Não há lugar para o poder do maligno em um mundo onde entrou ou deixa entrar o poder salvífico de Deus. E Jesus continua sua luta contra o mal. E nós com Ele. É o mal que há dentro de nós e o mal que há no mundo. É o mal dentro da Igreja e fora dela. É o mal entre os líderes da Igreja e entre os seus membros. E Jesus continua sendo forte, e nós com Ele. E no Pai Nosso pedimos sempre a Deus: “Livrai-nos do mal”, que também pode ser traduzido “livrai-nos do mau, do nocivo”.  Quando vamos comungar o Pão da Vida somos lembrados que Jesus é Aquele que tira o pecado do mundo. E somos enviados depois da comunhão a ajudar os outros a se libertarem de seus males. Devemos ser bons transmissores dessa vida recebida na comunhão para os demais para eles alcancem sua libertação e sua liberdade e vivam gozosamente sua vida. Onde houver espaço para o Bem e para o bem, não sobrará espaço para o mal. Jesus foi para a região dos gadarenos para que tenha espaço para o bem eliminando o mal daquele lugar. Somos enviados para que o bem tenha lugar na vida dos homens.

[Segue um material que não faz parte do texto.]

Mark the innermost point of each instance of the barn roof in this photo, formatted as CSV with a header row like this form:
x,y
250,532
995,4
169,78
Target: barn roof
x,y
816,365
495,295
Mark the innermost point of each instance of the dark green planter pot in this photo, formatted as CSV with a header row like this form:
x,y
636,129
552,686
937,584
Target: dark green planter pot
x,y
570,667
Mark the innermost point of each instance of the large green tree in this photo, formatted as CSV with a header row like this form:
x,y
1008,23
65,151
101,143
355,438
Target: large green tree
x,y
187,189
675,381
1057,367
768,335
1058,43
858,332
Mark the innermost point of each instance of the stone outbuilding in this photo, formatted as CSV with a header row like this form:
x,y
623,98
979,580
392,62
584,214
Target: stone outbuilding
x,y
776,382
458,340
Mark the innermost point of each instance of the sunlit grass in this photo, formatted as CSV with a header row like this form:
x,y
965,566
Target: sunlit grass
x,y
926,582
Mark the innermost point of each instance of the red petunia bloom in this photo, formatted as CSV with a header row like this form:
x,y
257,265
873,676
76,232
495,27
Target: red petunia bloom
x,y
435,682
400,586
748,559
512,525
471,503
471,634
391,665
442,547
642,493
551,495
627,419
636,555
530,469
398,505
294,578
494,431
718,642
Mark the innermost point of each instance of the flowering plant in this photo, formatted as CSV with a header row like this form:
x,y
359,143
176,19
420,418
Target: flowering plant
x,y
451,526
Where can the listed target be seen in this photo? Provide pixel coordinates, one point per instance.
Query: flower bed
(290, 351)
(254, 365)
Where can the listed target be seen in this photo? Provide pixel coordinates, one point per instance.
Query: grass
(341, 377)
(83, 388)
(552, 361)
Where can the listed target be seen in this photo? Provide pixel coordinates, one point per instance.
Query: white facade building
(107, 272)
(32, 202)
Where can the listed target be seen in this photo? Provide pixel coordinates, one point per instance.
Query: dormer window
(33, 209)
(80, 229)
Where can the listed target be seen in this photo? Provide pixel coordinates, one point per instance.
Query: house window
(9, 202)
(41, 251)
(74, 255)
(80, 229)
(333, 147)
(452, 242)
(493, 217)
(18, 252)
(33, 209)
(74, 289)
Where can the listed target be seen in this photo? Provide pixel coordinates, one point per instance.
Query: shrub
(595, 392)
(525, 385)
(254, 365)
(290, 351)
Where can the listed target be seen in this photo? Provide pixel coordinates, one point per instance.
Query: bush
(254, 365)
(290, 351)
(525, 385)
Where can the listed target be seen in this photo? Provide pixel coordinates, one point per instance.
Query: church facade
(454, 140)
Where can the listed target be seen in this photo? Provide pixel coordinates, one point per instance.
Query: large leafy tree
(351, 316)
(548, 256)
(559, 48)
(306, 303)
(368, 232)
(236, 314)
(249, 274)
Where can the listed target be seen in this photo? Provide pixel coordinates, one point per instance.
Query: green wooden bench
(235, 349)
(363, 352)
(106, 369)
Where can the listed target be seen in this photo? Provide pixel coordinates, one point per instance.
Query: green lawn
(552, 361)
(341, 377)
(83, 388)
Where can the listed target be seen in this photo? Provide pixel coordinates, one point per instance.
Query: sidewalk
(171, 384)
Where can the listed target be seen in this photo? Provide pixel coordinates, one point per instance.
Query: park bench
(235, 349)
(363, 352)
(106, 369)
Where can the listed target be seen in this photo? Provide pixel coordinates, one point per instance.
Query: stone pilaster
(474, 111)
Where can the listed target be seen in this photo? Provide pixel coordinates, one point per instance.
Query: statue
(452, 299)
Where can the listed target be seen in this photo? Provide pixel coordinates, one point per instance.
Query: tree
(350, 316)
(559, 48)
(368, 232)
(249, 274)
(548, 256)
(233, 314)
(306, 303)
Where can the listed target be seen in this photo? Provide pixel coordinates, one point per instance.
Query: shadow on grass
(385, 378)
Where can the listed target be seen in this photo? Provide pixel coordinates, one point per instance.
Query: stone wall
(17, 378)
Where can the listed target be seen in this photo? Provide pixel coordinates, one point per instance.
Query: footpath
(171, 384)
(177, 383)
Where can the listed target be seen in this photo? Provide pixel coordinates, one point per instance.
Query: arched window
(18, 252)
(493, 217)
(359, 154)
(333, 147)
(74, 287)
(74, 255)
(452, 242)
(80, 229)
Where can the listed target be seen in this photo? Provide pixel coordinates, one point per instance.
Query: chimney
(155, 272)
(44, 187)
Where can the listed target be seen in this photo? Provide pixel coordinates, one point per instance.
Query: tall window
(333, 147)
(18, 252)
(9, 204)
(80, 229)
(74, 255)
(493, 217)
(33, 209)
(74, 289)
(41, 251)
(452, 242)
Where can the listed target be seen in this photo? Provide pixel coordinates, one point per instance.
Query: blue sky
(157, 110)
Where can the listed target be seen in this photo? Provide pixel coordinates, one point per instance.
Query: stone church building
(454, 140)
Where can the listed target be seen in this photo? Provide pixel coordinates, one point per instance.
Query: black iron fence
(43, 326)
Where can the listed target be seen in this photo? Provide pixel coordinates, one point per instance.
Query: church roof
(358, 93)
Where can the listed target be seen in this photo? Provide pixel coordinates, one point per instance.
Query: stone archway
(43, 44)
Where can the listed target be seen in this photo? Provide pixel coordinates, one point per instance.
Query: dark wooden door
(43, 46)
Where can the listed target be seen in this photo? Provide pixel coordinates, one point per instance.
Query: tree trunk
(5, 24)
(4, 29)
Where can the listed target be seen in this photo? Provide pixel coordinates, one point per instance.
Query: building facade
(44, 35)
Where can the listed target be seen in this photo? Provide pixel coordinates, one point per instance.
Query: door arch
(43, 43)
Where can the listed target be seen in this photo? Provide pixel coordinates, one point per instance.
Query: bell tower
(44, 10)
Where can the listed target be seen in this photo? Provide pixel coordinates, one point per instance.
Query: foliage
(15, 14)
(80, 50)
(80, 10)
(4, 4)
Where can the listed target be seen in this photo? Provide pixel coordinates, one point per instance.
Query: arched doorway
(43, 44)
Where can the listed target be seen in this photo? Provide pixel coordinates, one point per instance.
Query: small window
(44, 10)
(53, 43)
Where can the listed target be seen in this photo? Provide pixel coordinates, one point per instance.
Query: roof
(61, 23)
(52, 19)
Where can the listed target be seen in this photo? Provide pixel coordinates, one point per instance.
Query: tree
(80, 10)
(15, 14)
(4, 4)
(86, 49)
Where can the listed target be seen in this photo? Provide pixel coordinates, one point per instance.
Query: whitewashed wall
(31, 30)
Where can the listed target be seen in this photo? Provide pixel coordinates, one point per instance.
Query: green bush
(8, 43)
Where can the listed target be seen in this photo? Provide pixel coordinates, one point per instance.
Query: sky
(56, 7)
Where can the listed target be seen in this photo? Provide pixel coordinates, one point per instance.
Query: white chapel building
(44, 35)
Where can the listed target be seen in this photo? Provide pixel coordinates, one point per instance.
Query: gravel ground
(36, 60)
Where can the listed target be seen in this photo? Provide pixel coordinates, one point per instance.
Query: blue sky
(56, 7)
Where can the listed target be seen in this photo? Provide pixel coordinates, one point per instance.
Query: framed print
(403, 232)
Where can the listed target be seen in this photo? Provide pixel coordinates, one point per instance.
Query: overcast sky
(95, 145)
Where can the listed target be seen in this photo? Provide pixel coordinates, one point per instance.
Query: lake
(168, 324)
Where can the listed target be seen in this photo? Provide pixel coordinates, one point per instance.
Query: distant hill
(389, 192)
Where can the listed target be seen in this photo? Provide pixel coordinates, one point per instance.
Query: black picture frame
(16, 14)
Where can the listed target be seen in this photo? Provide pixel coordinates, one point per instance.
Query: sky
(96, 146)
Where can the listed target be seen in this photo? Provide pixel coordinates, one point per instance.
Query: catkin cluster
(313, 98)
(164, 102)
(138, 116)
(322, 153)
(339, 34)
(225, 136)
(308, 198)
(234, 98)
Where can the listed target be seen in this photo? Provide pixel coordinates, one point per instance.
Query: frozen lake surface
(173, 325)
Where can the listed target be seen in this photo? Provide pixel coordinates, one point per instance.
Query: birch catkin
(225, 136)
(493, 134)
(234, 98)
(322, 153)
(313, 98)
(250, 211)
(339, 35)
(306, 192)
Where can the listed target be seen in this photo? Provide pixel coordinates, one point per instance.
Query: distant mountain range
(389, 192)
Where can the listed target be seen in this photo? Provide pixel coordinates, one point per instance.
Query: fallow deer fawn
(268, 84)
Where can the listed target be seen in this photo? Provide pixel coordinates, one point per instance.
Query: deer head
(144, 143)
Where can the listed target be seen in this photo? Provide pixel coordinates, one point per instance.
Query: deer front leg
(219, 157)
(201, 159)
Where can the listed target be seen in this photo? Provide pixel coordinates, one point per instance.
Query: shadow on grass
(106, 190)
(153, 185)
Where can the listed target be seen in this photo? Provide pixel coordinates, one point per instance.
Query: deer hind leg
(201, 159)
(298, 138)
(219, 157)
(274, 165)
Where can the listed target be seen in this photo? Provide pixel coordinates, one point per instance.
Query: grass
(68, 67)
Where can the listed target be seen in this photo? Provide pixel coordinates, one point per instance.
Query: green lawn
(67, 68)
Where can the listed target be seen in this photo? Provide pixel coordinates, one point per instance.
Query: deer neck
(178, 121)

O poder de Jesus vence qualquer outro poder. Por isso, há um só poder com que nós devemos contar: o poder de Deus. “Quem não conta com Deus, não sabe contar” (B. Pascal). Crer verdadeiramente em Jesus, com todas as consequência deste crer, é ser vitorioso, pois Deus tem a ultima palavra sobre os homens. Mesmo que o mal tenha uma aparência poderosa, ele não tem futuro. Somente o bem tem a marca do futuro, uma marca divina, uma marca da eternidade.


Será que somos como os gadarenos que desaprovam a presença de Jesus Cristo, nosso libertador de nossos males? Que lugar ocupa Jesus nossa vida e que lugar ocupam os bens materiais na nossa vida. Os gadarenos preferem perder Jesus a perder seus bens (porcos). Precisamos pedir a Jesus que nos liberte das cadeias que nos atam, dos males que nos possuem, das debilidades que nos impedem de uma marcha ágil em nossa caminhada cristã. E temos nos esforçar para corrigir nossos erros. Não corrigir os nossos erros é uma maneira de cometer novos erros.